Fluidigm Biomark HD qPCR values obtained from single cell analysis for each c-Jun target gene. The symbol before each gene (+ or -) represents values obtained from Fbxw7^+/+ (+) cells or Fbxw7^-/- (-) cells. Each value in a column represents data obtained from one cell. See Materials and Methods for details on data normalization and analysis.

Supplementary Table 3

Fluidigm Biomark HD qPCR values obtained from single cell analysis for each c-Myc target gene. The symbol before each gene (+ or -) represents values obtained from Fbxw7^+/+ (+) cells or Fbxw7^-/- (-) cells. Each value in a column represents data obtained from one cell.
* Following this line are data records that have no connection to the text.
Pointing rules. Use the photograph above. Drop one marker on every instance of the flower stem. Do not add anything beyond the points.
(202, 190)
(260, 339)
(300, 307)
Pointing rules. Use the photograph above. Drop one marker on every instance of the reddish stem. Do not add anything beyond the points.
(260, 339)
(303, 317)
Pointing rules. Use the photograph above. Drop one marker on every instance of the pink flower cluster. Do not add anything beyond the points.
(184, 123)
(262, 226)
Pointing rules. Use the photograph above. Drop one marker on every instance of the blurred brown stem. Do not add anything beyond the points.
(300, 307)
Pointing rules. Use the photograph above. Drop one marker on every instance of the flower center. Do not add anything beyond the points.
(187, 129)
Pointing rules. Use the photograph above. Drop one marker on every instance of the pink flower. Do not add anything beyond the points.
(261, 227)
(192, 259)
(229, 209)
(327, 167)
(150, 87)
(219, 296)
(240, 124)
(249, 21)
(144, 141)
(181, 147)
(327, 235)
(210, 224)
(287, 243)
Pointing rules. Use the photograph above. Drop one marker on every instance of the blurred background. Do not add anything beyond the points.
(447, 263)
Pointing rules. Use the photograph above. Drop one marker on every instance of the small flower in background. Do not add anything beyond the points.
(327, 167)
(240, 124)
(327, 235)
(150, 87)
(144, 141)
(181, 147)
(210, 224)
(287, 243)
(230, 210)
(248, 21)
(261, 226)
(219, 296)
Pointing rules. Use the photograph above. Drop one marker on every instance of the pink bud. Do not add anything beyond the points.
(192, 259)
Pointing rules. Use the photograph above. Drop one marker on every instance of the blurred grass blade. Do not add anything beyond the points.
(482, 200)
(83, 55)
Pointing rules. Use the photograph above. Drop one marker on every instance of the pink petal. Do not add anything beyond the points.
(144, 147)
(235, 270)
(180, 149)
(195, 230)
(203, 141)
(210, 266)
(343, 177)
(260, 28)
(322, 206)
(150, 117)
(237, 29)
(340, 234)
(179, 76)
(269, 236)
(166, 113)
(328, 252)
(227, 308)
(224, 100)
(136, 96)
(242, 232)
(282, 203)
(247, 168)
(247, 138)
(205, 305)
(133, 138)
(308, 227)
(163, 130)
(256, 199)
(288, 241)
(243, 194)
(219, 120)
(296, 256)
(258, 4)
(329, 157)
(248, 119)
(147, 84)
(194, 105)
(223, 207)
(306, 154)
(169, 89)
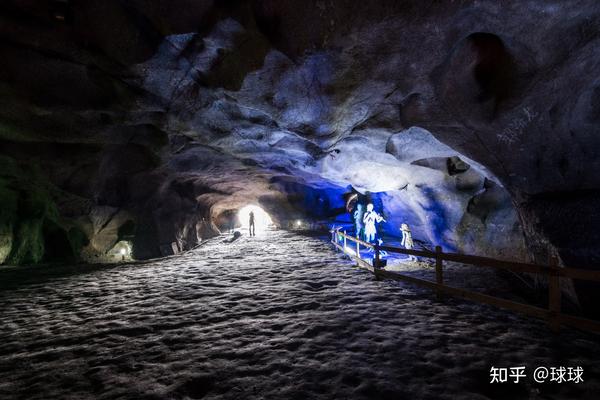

See Materials and Methods for details on data normalization and analysis.

Supplementary Table 4

Fluidigm Biomark HD qPCR values obtained from single cell analysis for each E2F target gene. The symbol before each gene (+ or -) represents values obtained from Fbxw7^+/+ (+) cells or Fbxw7^-/- (-) cells. Each value in a column represents data obtained from one cell. See Materials and Methods for details on data normalization and analysis.

Supplementary Table 5

Fluidigm Biomark HD qPCR values obtained from single cell analysis for each Notch-ICD target gene. The symbol before each gene (+ or -) represents values obtained from Fbxw7^+/+ (+) cells or Fbxw7^-/- (-) cells. Each value in a column represents data obtained from one cell. See Materials and Methods for details on data normalization and analysis.